The foregoing disclosure and description of the invention are illustrative and explanatory thereof, and various changes in the size, shape and materials, as well as in the details of the illustrated construction, may be made without departing from the spirit of the invention.



Claims
  • 1. A method of completing a well, comprising:running a tubular string with a swage inside into a cased borehole; moving said swage uphole, while supporting said string, to expand portions of said tubular string into contact with the cased borehole for support thereof; leaving gaps between said tubular string and said cased borehole, with said tubular string supported to said cased borehole; using said gaps for passage of a sealing material; closing said gaps.
  • 2. The method of claim 1, further comprising:locating a force transfer member inside said tubular string during run-in; transferring an expansion force from said swage through said force transfer member to said tubular string for said expansion into said cased borehole for support thereof.
  • 3. The method of claim 2, further comprising:configuring said swage to force said gaps closed through a force transfer through a sleeve which serves as said force transfer member.
  • 4. A method of completing a well, comprising:running a tubular string with a swage inside into a cased borehole; expanding portions of said tubular string into contact with the casing for support thereof; leaving gaps between said tubular string and said casing, with said tubular string supported to said casing; providing longitudinal contact between said tubular string and said cased borehole; defining said gaps as passages between said longitudinal contacts between said tubular string and said cased wellbore; using a fluted expansion swage to create said longitudinal contact for support of said tubular string; supporting said tubular string while moving said swage uphole to expand portions of said tubular string into contact with said cased borehole for support thereof; providing offset flutes on said swage, located one above another; using lowermost flutes to create said longitudinal contact; using said gaps for passage of a sealing material; closing said gaps using offset flutes to subsequently remove said gaps after passage of said sealing material.
  • 5. The method of claim 4, further comprising:locating a force transfer member inside said tubular string during run-in; transferring an expansion force from said swage through said force transfer member to said tubular string for said expansion into said cased borehole for support thereof.
  • 6. The method of claim 5, further comprising:configuring said swage to force said gaps closed through a force transfer through a sleeve which serves as said force transfer member.
  • 7. A method of completing a well, comprising:running a tubular string into a cased borehole; reducing the diameter of a part of a tubing string whose original dimension, on said part thereof, was at least as large as the inside diameter of a cased wellbore, to an outer dimension small enough to fit into said cased borehole; expanding portions of said tubular string into contact with the casing for support thereof; leaving gaps between said tubular string and said casing, with said tubular string supported to said casing; using said gaps for passage of a sealing material; closing said gaps.

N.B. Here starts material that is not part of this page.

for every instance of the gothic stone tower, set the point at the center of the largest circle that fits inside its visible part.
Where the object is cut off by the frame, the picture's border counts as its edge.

  • 8. The method of claim 7, further comprising:expanding said portion of said tubing string to its said original dimension to close said gaps; providing said original dimension as larger than the inside dimension of said cased wellbore; sealing between said tubing string and said cased wellbore by forcing said portion of said tubular string into circumferential contact with said cased wellbore.
PRIORITY INFORMATION

This application is a divisional application claiming priority from U.S. patent application Ser. No. 09/315,411, filed on May 20, 1999.